Last week we investigated how the moons of Mars engage in occultations, transits, lunar eclipses, and annular solar eclipses. But Phobos and Deimos have unusual orbits: Both lie almost exactly in the equatorial plane of Mars. Today we’ll examine lunar and solar eclipses as experienced here on Earth.
Our Moon does not orbit in Earth’s equatorial plane. It orbits in a plane inclined to Earth’s orbit by 5.145°. Earth’s equator is also inclined to the plane of its orbit, but by 23.5°. This makes prediction of eclipses a bit more complicated but the math is easily managed by computers.
Two planes, unless parallel, always intersect in a line. The Moon’s orbital plane intersects the Earth’s orbital plane at the line of nodes. In the graphic above, this line points away from the Sun so eclipses would not be possible. Instead, the New Moon passes below the Sun in the sky and its shadow does not fall on Earth. Likewise, the Full Moon passes above Earth’s shadow and avoids being eclipsed.
However, twice each year the line of nodes will point toward the Sun. For several days around this alignment, it is possible for the Moon’s shadow to fall on Earth and create a solar eclipse for observers inside the shadow.

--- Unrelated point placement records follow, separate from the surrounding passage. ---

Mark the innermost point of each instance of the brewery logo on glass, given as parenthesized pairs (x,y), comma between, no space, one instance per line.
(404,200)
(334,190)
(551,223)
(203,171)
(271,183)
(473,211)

Likewise, the Moon can pass through Earth’s shadow creating a lunar eclipse for observers on Earth’s night side. Here’s the geometry:
If you’re curious why I made the Full Moon “reddish” in that graphic see my Feb 6, 2017 post: Lunar Eclipse Geometry. You’ll learn exactly what causes a “blood moon.”
The line of nodes rotates 360° every 18.6 years due to gravitational forces from the Sun. This gives rise to the Saros cycle of repeating eclipses that astronomers can use to predict when and where an eclipse will occur. The Saros cycle was first discovered sometime around 300 BC. It was originally a closely-guarded secret of the astrologers and high priests, since the ability to predict eclipses was seen as “magic” by most people.
Eclipse tables are now public domain and calculated for many years in advance. You can visit the NASA Eclipse Web Site and see what’s predicted for your area of the planet. These days the only “magic” is how accurate eclipse predictions have become. Times are given to the nearest second.